Published: 3:22PM Tuesday October 13, 2009
Source: Reuters
Source:
A coalition of women's rights campaigners backed government
plans to criminalise men who go to prostitutes, urging the House of
Lords to pass a proposed new law.
The plans would make it an offence for anyone to buy, or try to
buy, sexual services from a prostitute who has been subjected to
violence, threats or coercion.
Campaigners call clause 13 in the Policing and Crime Bill
revolutionary because it shifts the burden of criminal
responsibility away from prostitutes and onto people who use their
services.
"What we hope with clause 13 is that we will see the traffickers in
the dock and also a couple of the punters too," Catherine Briddick,
Senior Legal Office at the group Rights of Women said.
The proposal has been approved by the House of Commons and needs to
be passed by the Lords before it can become law.

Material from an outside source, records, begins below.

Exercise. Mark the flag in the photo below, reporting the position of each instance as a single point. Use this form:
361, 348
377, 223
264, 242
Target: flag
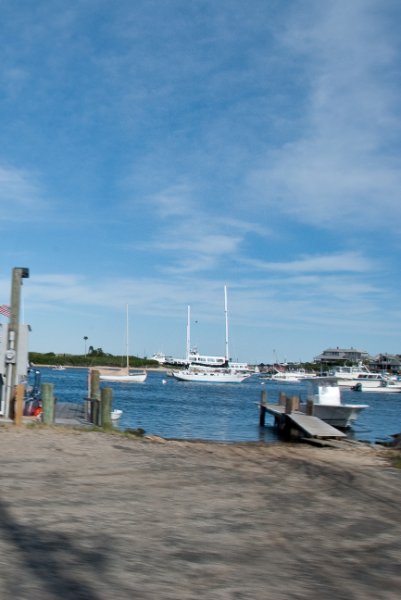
5, 310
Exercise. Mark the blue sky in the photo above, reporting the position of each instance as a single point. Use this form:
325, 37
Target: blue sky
154, 151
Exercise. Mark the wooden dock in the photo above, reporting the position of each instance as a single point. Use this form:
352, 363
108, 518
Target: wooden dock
293, 423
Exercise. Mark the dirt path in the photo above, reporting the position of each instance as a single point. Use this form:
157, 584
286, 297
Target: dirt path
99, 516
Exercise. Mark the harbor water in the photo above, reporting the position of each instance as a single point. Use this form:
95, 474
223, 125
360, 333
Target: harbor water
172, 409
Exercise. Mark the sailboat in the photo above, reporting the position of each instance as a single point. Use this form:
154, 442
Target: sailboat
210, 369
123, 375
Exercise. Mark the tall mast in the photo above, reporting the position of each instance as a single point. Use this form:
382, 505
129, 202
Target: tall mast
188, 332
226, 317
126, 337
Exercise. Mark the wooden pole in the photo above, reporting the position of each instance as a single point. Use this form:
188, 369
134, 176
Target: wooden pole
310, 407
47, 403
19, 404
291, 404
262, 408
282, 398
94, 397
106, 403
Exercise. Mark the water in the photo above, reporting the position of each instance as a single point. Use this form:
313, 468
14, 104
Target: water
218, 412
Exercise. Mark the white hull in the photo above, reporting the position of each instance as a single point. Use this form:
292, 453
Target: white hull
350, 382
130, 378
210, 376
388, 389
116, 414
342, 416
329, 408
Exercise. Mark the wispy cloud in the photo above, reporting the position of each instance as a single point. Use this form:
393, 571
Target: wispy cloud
21, 195
342, 167
344, 262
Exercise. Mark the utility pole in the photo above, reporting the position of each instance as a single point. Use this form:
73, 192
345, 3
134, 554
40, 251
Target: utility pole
11, 353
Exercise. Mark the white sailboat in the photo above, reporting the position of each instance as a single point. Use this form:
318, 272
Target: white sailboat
210, 369
123, 375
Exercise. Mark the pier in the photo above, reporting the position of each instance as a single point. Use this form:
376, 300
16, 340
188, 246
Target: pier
292, 423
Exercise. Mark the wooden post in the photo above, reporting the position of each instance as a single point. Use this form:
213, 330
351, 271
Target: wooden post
94, 391
291, 404
262, 408
19, 404
47, 403
106, 403
94, 398
310, 407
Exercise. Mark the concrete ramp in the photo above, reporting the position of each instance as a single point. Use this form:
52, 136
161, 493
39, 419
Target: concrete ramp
314, 427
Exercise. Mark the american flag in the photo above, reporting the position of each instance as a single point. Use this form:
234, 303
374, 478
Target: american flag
5, 310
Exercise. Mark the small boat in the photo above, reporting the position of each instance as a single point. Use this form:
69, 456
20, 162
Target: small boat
295, 376
116, 414
348, 376
383, 389
122, 375
115, 375
329, 408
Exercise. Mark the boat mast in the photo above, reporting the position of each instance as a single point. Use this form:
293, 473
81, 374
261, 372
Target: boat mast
126, 338
188, 333
226, 317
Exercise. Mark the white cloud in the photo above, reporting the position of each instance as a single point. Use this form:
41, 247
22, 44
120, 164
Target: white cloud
337, 262
342, 167
21, 196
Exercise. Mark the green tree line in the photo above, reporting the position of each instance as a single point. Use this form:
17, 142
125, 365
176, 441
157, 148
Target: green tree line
94, 358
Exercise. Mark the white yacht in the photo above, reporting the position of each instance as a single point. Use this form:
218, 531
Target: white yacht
349, 376
211, 369
329, 408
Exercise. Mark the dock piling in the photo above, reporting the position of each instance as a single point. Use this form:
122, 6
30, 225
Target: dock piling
47, 403
105, 407
262, 408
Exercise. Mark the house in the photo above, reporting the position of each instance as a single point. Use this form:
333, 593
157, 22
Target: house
391, 363
337, 355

The vote is due towards the end of October or early
November.
The plans are opposed by the English Collective of Prostitutes
which argues the law would force prostitution underground and put
women at greater risk of violence.
Fiona Mactaggart MP, who chairs the Commons All-Party Group on
Prostitution and the Global Sex Trade, said there had also been
some opposition from peers who believed the strict liability
offence was unfair.
"A number of members of the House of Lords whose imaginations put
themselves more easily into the shoes of a buyer of sexual services
than in the shoes of exploited women, do see it as controversial,"
Mactaggart said.
"If we can show them the reality of life for women who have been
exploited in this way I think they will support the clause," she
said.
Campaigners acknowledged that clause 13 would be difficult to
enforce but hoped it would serve to deter people from using
prostitutes in the first place.
"There is a reasonable chance that there will be a substantial
change in behaviour, which will mean women will become less
marketable commodities," said Mactaggart.
She believes the law would change public attitudes to prostitutes
like attitudes to wearing seat belts dramatically changed when the
law came in enforcing them, despite there having been very few
actual prosecutions.
The coalition of groups supporting clause 13 includes leading
women's rights organisations, those working with trafficked women
and children and asylum seekers.
In a statement, they equated prostitution with violence against
women; saying that 71% of prostitutes had been physically attacked,
63% raped and 68% had suffered post traumatic stress disorder.